[RL] Remove redundant barrier and optimize model weights signal broadcast by Sunny-bot1 · Pull Request #7545 · PaddlePaddle/FastDeploy

Sunny-bot1 · 2026-04-21T12:41:24Z

Motivation

在 dynamic_load_weight 场景下，_broadcast_model_weights_signal 使用 GPU tensor
进行 broadcast，会触发 NCCL 通信流操作及 .numpy() 的 DtoH 同步；同时在读取信号后
无条件调用 paddle.distributed.barrier()，即使信号为 NORMAL（无需更新权重）时也会
引入不必要的全局同步开销。

Modifications

1. 优化 _broadcast_model_weights_signal

将 GPU tensor + paddle.distributed.broadcast + .numpy() 的方式
替换为 paddle.distributed.broadcast_object_list
避免了 GPU tensor 的创建、NCCL 通信及 DtoH 同步开销
纯 CPU 侧操作，语义更清晰

2. 移除冗余的 paddle.distributed.barrier()

原 barrier 在判断信号值之前无条件执行，NORMAL 状态下纯属浪费
将 barrier 移入 model_weights_signal != NORMAL 分支内，
仅在真正需要执行权重更新/清除时才做全局同步

3. RL场景下打开 overlap schedule

Usage or Command

Accuracy Tests

Checklist

Add at least a tag in the PR title.
- Tag list: [[FDConfig],[APIServer],[Engine], [Scheduler], [PD Disaggregation], [Executor], [Graph Optimization], [Speculative Decoding], [RL], [Models], [Quantization], [Loader], [OP], [KVCache], [DataProcessor], [BugFix], [Docs], [CI], [Optimization], [Feature], [Benchmark], [Others], [XPU], [HPU], [GCU], [DCU], [Iluvatar], [Metax]]
- You can add new tags based on the PR content, but the semantics must be clear.
Format your code, run pre-commit before commit.
Add unit tests.
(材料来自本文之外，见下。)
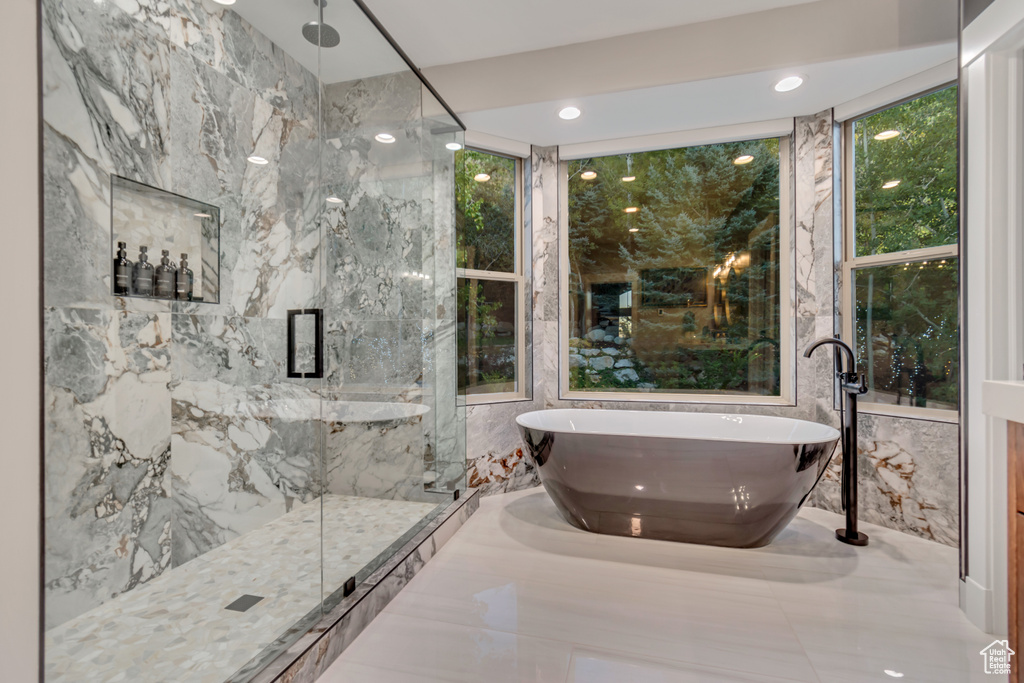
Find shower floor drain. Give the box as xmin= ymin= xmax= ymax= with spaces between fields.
xmin=224 ymin=595 xmax=263 ymax=612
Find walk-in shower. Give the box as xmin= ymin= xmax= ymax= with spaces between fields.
xmin=42 ymin=0 xmax=465 ymax=683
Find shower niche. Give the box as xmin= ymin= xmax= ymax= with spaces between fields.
xmin=111 ymin=175 xmax=220 ymax=303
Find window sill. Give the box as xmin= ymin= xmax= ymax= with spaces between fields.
xmin=559 ymin=391 xmax=796 ymax=408
xmin=857 ymin=403 xmax=959 ymax=425
xmin=466 ymin=393 xmax=532 ymax=405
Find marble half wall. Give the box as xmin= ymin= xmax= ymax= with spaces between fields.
xmin=467 ymin=122 xmax=958 ymax=545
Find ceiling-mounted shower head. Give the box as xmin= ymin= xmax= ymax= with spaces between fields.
xmin=302 ymin=0 xmax=341 ymax=47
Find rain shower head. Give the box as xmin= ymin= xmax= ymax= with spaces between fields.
xmin=302 ymin=0 xmax=341 ymax=47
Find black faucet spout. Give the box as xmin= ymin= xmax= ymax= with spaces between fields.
xmin=804 ymin=337 xmax=857 ymax=373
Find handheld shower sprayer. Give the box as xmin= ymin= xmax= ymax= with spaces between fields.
xmin=804 ymin=337 xmax=867 ymax=546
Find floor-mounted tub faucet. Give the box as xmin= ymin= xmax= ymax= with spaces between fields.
xmin=804 ymin=337 xmax=867 ymax=546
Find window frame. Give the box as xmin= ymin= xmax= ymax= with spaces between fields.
xmin=558 ymin=129 xmax=797 ymax=408
xmin=839 ymin=81 xmax=964 ymax=423
xmin=456 ymin=144 xmax=529 ymax=405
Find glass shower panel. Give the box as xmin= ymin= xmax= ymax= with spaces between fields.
xmin=321 ymin=2 xmax=464 ymax=606
xmin=42 ymin=0 xmax=324 ymax=683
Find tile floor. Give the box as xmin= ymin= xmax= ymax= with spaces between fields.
xmin=319 ymin=488 xmax=1006 ymax=683
xmin=45 ymin=496 xmax=436 ymax=683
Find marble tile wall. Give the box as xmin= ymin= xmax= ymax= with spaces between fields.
xmin=43 ymin=0 xmax=464 ymax=628
xmin=467 ymin=116 xmax=958 ymax=545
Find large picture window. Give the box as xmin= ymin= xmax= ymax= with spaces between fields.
xmin=562 ymin=138 xmax=790 ymax=399
xmin=844 ymin=86 xmax=959 ymax=417
xmin=456 ymin=148 xmax=524 ymax=402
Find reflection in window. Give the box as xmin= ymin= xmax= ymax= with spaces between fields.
xmin=459 ymin=278 xmax=516 ymax=394
xmin=854 ymin=259 xmax=959 ymax=410
xmin=456 ymin=150 xmax=523 ymax=399
xmin=567 ymin=138 xmax=781 ymax=395
xmin=847 ymin=86 xmax=959 ymax=417
xmin=853 ymin=87 xmax=959 ymax=256
xmin=456 ymin=150 xmax=516 ymax=272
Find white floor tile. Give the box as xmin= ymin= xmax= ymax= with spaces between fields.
xmin=566 ymin=650 xmax=811 ymax=683
xmin=328 ymin=489 xmax=1005 ymax=683
xmin=337 ymin=612 xmax=571 ymax=683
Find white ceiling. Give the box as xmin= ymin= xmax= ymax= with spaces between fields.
xmin=232 ymin=0 xmax=956 ymax=145
xmin=231 ymin=0 xmax=408 ymax=83
xmin=462 ymin=43 xmax=956 ymax=145
xmin=358 ymin=0 xmax=813 ymax=69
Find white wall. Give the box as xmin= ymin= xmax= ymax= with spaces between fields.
xmin=961 ymin=0 xmax=1024 ymax=634
xmin=0 ymin=0 xmax=41 ymax=683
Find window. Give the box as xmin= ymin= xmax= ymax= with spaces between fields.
xmin=456 ymin=150 xmax=525 ymax=402
xmin=562 ymin=138 xmax=792 ymax=402
xmin=844 ymin=86 xmax=959 ymax=418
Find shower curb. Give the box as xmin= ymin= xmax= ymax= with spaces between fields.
xmin=250 ymin=488 xmax=480 ymax=683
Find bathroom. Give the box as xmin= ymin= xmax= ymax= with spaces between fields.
xmin=0 ymin=0 xmax=1024 ymax=683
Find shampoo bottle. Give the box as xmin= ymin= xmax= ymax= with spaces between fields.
xmin=157 ymin=249 xmax=174 ymax=299
xmin=132 ymin=247 xmax=156 ymax=296
xmin=114 ymin=242 xmax=132 ymax=296
xmin=174 ymin=254 xmax=196 ymax=301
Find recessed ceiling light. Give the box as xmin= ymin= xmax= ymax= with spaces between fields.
xmin=558 ymin=106 xmax=583 ymax=121
xmin=775 ymin=76 xmax=804 ymax=92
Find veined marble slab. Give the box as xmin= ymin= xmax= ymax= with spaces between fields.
xmin=45 ymin=496 xmax=436 ymax=683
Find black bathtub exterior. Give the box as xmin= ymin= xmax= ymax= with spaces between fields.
xmin=519 ymin=425 xmax=838 ymax=548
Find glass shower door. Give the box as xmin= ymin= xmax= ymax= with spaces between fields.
xmin=321 ymin=0 xmax=465 ymax=607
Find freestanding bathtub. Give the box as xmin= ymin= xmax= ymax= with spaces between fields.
xmin=516 ymin=410 xmax=840 ymax=548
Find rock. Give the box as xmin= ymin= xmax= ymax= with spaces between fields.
xmin=612 ymin=368 xmax=640 ymax=382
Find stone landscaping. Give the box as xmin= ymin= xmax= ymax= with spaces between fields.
xmin=569 ymin=327 xmax=655 ymax=389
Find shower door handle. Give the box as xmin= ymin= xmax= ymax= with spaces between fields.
xmin=288 ymin=308 xmax=324 ymax=379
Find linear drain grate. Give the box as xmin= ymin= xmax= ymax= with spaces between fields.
xmin=224 ymin=595 xmax=263 ymax=612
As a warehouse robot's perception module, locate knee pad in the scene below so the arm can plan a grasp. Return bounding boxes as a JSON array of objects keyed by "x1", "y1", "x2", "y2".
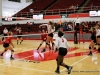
[
  {"x1": 56, "y1": 58, "x2": 58, "y2": 61},
  {"x1": 89, "y1": 47, "x2": 91, "y2": 49},
  {"x1": 59, "y1": 62, "x2": 63, "y2": 65}
]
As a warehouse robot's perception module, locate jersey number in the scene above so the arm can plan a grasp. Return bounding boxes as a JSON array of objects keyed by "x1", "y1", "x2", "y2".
[{"x1": 62, "y1": 39, "x2": 64, "y2": 42}]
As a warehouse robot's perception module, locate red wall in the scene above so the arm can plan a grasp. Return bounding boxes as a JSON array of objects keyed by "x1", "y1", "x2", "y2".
[
  {"x1": 44, "y1": 15, "x2": 61, "y2": 19},
  {"x1": 68, "y1": 13, "x2": 89, "y2": 18}
]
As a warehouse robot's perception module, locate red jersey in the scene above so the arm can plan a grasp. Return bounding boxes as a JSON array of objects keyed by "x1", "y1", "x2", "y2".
[{"x1": 4, "y1": 37, "x2": 12, "y2": 44}]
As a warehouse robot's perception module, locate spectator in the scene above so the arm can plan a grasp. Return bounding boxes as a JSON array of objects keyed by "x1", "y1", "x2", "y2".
[{"x1": 3, "y1": 27, "x2": 8, "y2": 36}]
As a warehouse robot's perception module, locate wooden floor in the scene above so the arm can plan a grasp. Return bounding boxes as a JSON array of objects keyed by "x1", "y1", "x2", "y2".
[{"x1": 0, "y1": 40, "x2": 100, "y2": 75}]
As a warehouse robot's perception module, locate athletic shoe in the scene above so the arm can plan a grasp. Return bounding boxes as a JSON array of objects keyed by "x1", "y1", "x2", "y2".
[
  {"x1": 68, "y1": 66, "x2": 73, "y2": 74},
  {"x1": 10, "y1": 57, "x2": 14, "y2": 60},
  {"x1": 41, "y1": 49, "x2": 46, "y2": 53},
  {"x1": 55, "y1": 70, "x2": 60, "y2": 74},
  {"x1": 88, "y1": 53, "x2": 92, "y2": 56}
]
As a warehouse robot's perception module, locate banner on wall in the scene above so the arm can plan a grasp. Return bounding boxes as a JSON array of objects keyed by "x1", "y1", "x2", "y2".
[{"x1": 89, "y1": 10, "x2": 100, "y2": 17}]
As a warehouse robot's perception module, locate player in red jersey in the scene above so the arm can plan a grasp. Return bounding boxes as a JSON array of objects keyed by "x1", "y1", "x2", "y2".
[
  {"x1": 37, "y1": 30, "x2": 48, "y2": 50},
  {"x1": 1, "y1": 31, "x2": 14, "y2": 59},
  {"x1": 37, "y1": 21, "x2": 55, "y2": 52}
]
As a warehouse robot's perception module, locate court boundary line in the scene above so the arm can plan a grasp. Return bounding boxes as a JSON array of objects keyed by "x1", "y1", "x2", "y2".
[
  {"x1": 60, "y1": 51, "x2": 97, "y2": 72},
  {"x1": 0, "y1": 64, "x2": 54, "y2": 73},
  {"x1": 0, "y1": 51, "x2": 97, "y2": 75}
]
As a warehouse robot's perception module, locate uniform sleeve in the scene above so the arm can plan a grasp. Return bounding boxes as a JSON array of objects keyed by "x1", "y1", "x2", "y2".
[
  {"x1": 55, "y1": 38, "x2": 59, "y2": 47},
  {"x1": 96, "y1": 30, "x2": 100, "y2": 36},
  {"x1": 65, "y1": 39, "x2": 70, "y2": 48}
]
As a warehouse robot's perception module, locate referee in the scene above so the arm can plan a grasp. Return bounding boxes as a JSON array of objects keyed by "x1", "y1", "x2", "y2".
[{"x1": 55, "y1": 31, "x2": 73, "y2": 74}]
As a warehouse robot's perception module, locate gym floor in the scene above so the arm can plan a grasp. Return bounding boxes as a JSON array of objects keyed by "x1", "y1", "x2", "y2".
[{"x1": 0, "y1": 40, "x2": 100, "y2": 75}]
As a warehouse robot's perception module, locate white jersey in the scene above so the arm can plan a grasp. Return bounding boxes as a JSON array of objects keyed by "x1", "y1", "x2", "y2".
[
  {"x1": 40, "y1": 24, "x2": 55, "y2": 33},
  {"x1": 55, "y1": 37, "x2": 69, "y2": 48},
  {"x1": 96, "y1": 29, "x2": 100, "y2": 36}
]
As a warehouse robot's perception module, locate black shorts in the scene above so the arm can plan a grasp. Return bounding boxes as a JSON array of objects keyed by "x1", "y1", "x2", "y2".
[
  {"x1": 58, "y1": 47, "x2": 67, "y2": 56},
  {"x1": 3, "y1": 43, "x2": 9, "y2": 48},
  {"x1": 97, "y1": 35, "x2": 100, "y2": 38},
  {"x1": 48, "y1": 33, "x2": 53, "y2": 37}
]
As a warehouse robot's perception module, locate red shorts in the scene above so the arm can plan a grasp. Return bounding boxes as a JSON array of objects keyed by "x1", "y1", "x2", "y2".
[{"x1": 41, "y1": 34, "x2": 48, "y2": 40}]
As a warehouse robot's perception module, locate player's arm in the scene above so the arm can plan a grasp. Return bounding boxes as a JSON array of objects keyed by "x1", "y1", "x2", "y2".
[
  {"x1": 39, "y1": 24, "x2": 48, "y2": 27},
  {"x1": 54, "y1": 38, "x2": 59, "y2": 51},
  {"x1": 65, "y1": 39, "x2": 70, "y2": 48},
  {"x1": 10, "y1": 40, "x2": 14, "y2": 48}
]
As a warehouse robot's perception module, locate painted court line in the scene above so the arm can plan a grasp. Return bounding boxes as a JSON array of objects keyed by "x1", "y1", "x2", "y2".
[
  {"x1": 60, "y1": 51, "x2": 97, "y2": 72},
  {"x1": 0, "y1": 64, "x2": 54, "y2": 73}
]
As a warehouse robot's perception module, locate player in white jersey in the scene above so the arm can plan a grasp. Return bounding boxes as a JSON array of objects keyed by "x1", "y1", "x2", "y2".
[
  {"x1": 40, "y1": 21, "x2": 55, "y2": 52},
  {"x1": 96, "y1": 25, "x2": 100, "y2": 52},
  {"x1": 55, "y1": 31, "x2": 72, "y2": 74}
]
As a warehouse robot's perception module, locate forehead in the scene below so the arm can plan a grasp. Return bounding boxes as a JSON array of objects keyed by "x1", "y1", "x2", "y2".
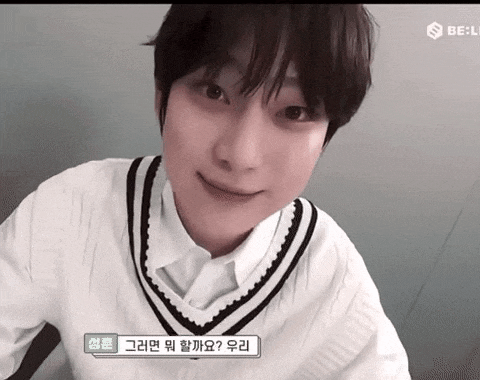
[{"x1": 223, "y1": 39, "x2": 298, "y2": 86}]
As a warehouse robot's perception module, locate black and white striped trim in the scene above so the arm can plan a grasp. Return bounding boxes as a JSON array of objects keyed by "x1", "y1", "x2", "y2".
[{"x1": 127, "y1": 156, "x2": 318, "y2": 335}]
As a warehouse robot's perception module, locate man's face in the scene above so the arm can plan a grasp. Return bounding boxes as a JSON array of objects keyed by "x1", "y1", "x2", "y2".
[{"x1": 157, "y1": 40, "x2": 328, "y2": 255}]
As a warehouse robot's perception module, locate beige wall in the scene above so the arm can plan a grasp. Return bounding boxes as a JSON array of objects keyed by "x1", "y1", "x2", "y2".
[{"x1": 0, "y1": 5, "x2": 480, "y2": 375}]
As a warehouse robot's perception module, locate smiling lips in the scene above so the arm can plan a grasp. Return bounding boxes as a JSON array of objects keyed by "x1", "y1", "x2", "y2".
[{"x1": 197, "y1": 173, "x2": 262, "y2": 201}]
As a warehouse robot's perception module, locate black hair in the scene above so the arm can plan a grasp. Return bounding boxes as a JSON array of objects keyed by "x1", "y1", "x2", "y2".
[{"x1": 144, "y1": 4, "x2": 376, "y2": 146}]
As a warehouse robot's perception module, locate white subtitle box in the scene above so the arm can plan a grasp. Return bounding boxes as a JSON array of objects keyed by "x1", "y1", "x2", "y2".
[{"x1": 90, "y1": 334, "x2": 261, "y2": 358}]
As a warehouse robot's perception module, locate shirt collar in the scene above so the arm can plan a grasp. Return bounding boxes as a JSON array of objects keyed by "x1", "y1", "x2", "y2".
[{"x1": 149, "y1": 180, "x2": 281, "y2": 284}]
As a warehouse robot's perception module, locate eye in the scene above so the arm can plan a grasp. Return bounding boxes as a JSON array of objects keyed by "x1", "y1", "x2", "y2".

Please write the reason in this PR if no unit tests.
Provide accuracy results.
If the current PR is submitting to the release branch, make sure the PR has been submitted to the develop branch, then cherry-pick it to the release branch with the [Cherry-Pick] PR tag.

paddle-bot · 2026-04-21T12:41:31Z

Thanks for your contribution!

liyonghua0910

LGTM

PaddlePaddle-bot

🤖 AI Code Review | 2026-04-21 21:05:40

📋 Review 摘要

PR 概述：在 dynamic_load_weight 场景下，将 _broadcast_model_weights_signal 从 GPU tensor broadcast 替换为 broadcast_object_list，并将冗余的无条件 barrier 移入 != NORMAL 分支，减少不必要的同步开销。
变更范围：fastdeploy/engine/args_utils.py、fastdeploy/worker/worker_process.py
影响面 Tag：[RL] [Engine]

问题

级别	文件	概述
❓ 疑问	`args_utils.py:595`	移除 `dynamic_load_weight` 对 `enable_overlap_schedule` 的禁用，兼容性未说明
❓ 疑问	`worker_process.py:489`	barrier 后置依赖 broadcast 一致性保证，建议补充注释

总体评价

两处优化方向正确：用 broadcast_object_list 替换 GPU tensor broadcast 可明显减少 DtoH 同步开销；barrier 后置在 broadcast 语义保证下逻辑安全。主要疑问是 args_utils.py 中 dynamic_load_weight + enable_overlap_schedule 同时启用的兼容性是否已充分验证，建议在 PR 描述中补充说明。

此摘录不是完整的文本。